La parola chiave è Big Data, l’immane aggregato di dati che popolano la rete dal quale è possibile estrarre informazioni sul mainstream degli utenti del mondo digitale. In Italia un primo vero esperimento di analisi di questo patrimonio di dati in chiave elettorale lo sta offrendo La Stampa attraverso voto2013. Si tratta di uno strumento che, utilizzando la teoria delle reti complesse per analizzare i Big Data, permette di estrapolare una serie di informazioni quantitative e qualitative sulla discussione politica all’interno dei social media.

In sostanza, vengono analizzati i flussi di informazioni e i contenuti che i cittadini si scambiano sui network digitali cercando di trovarne le chiavi di lettura.
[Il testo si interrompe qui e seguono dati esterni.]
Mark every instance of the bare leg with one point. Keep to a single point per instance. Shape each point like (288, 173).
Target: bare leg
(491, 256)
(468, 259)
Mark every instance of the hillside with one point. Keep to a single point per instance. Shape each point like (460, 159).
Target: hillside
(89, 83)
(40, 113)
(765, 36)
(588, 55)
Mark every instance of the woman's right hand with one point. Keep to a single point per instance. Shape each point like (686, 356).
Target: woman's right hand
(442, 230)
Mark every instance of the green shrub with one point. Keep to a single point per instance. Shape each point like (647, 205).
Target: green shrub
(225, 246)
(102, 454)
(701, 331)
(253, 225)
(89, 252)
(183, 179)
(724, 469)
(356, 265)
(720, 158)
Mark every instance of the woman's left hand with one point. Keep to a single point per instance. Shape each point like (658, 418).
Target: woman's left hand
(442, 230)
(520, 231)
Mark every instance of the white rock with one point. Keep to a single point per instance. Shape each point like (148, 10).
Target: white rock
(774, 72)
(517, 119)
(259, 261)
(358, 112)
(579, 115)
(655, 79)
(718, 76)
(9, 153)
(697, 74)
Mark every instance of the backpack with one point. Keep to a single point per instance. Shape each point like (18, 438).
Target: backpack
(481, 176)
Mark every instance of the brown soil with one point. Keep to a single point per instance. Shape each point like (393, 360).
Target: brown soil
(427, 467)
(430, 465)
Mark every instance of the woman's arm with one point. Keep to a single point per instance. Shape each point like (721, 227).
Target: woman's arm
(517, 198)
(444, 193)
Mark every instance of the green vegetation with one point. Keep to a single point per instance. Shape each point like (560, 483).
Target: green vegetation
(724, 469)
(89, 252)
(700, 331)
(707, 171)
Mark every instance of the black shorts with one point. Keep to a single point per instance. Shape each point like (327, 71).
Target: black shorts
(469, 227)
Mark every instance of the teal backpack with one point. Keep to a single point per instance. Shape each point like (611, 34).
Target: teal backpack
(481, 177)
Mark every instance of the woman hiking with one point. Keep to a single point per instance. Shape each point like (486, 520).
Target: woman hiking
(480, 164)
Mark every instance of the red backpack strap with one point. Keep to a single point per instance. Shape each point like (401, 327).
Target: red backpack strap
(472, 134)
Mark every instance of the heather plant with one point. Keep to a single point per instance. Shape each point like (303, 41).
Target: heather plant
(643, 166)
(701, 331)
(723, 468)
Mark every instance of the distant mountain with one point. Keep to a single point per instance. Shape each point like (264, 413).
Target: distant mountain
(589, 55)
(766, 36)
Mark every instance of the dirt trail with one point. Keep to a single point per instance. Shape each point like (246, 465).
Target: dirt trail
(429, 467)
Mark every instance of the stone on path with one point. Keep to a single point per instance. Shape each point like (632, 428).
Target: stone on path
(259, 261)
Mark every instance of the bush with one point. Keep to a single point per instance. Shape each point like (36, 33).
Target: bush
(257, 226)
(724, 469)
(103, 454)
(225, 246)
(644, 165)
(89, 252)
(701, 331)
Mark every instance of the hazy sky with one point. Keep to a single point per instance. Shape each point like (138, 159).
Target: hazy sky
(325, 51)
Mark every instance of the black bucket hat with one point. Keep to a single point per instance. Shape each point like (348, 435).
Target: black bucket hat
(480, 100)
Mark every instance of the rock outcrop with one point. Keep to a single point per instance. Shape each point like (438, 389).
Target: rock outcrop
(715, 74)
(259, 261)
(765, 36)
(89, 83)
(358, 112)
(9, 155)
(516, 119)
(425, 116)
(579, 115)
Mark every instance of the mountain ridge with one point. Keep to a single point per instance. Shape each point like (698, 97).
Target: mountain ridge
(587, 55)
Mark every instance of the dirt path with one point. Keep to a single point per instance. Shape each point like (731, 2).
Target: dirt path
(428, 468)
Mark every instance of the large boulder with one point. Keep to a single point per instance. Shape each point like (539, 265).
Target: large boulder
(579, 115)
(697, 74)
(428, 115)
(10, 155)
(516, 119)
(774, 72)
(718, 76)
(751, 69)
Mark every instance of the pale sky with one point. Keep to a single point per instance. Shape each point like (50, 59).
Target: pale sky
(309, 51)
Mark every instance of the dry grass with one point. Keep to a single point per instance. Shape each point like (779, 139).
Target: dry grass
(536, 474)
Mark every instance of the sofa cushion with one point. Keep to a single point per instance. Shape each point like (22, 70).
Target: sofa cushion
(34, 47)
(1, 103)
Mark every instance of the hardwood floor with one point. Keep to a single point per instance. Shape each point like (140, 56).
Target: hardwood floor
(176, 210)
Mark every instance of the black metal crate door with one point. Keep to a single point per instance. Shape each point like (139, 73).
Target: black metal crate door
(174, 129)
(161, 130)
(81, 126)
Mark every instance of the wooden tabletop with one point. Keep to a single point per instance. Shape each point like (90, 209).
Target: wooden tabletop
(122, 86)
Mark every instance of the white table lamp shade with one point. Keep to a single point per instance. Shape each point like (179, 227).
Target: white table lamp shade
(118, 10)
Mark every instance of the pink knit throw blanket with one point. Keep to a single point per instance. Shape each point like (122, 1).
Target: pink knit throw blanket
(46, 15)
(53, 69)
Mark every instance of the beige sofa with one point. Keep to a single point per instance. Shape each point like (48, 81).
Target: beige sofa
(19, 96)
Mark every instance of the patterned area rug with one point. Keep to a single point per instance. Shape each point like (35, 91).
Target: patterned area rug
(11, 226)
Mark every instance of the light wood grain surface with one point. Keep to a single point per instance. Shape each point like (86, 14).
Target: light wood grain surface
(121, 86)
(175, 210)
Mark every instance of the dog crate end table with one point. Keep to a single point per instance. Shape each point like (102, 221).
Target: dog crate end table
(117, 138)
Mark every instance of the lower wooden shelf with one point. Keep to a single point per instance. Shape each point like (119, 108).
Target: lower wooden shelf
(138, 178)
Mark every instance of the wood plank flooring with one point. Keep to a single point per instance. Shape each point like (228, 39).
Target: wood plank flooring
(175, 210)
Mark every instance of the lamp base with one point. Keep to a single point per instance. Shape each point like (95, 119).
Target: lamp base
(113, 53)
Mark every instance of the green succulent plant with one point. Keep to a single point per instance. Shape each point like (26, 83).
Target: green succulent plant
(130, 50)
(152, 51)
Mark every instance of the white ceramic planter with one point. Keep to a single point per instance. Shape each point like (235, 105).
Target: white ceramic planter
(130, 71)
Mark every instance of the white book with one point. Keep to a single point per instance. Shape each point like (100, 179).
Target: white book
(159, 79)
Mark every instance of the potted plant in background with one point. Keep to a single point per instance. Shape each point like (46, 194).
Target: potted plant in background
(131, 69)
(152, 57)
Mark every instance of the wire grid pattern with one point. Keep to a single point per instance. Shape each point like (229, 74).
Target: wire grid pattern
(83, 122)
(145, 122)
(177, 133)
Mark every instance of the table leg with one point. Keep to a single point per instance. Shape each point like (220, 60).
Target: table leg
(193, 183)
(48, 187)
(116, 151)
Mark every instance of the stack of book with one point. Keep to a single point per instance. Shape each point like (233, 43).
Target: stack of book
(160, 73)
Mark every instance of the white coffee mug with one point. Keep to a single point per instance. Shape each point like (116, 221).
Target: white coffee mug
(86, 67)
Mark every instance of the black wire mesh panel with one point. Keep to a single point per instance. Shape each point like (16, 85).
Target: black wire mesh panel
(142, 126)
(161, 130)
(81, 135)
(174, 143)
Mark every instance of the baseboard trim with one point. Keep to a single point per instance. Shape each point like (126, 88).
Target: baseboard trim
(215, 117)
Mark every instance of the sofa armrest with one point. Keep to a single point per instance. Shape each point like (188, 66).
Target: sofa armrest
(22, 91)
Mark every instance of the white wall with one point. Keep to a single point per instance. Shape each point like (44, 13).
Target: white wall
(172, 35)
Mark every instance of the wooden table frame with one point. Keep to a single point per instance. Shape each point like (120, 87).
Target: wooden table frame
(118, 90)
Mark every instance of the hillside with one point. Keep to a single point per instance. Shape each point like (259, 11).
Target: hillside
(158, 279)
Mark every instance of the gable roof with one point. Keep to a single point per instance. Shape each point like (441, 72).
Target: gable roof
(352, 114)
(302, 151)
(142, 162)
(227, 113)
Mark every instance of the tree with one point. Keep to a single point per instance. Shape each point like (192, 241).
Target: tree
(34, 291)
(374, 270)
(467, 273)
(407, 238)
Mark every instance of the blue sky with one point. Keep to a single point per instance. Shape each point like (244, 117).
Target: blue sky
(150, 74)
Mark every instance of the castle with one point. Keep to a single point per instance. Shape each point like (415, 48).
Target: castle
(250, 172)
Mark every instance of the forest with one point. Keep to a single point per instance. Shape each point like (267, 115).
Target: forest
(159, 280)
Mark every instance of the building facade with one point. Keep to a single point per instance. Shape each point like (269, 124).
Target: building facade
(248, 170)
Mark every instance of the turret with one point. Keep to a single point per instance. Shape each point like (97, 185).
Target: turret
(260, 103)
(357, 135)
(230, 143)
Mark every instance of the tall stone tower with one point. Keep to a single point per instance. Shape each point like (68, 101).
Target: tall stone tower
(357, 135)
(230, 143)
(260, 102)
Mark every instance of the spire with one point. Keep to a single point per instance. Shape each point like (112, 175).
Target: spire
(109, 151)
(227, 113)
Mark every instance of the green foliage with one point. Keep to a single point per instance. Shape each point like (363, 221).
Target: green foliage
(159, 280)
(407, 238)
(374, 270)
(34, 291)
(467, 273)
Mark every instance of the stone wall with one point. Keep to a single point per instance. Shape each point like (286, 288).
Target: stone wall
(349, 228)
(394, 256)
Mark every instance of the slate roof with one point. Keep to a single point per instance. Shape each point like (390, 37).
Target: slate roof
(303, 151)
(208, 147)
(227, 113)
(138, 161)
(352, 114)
In sintesi, poco importa cosa dicono i politici in rete quanto piuttosto cosa dice la rete dei politici e della politica.

Barack Obama ha costruito la sua fortuna elettorale su questo tesoro di informazioni. La politica italiana è per lo più ancora alle prese con la febbre dei RT. Di strada da fare quindi ce n’è ancora molta. Ma in attesa di approdare a Big Data si può cominciare anche da semplici accorgimenti di netiquette.  E per quasi tutti i candidati nostrani, paradossalmente, vale ancora il noto consiglio di Jay Baer: “Focus on how to be social, not on how to do social”.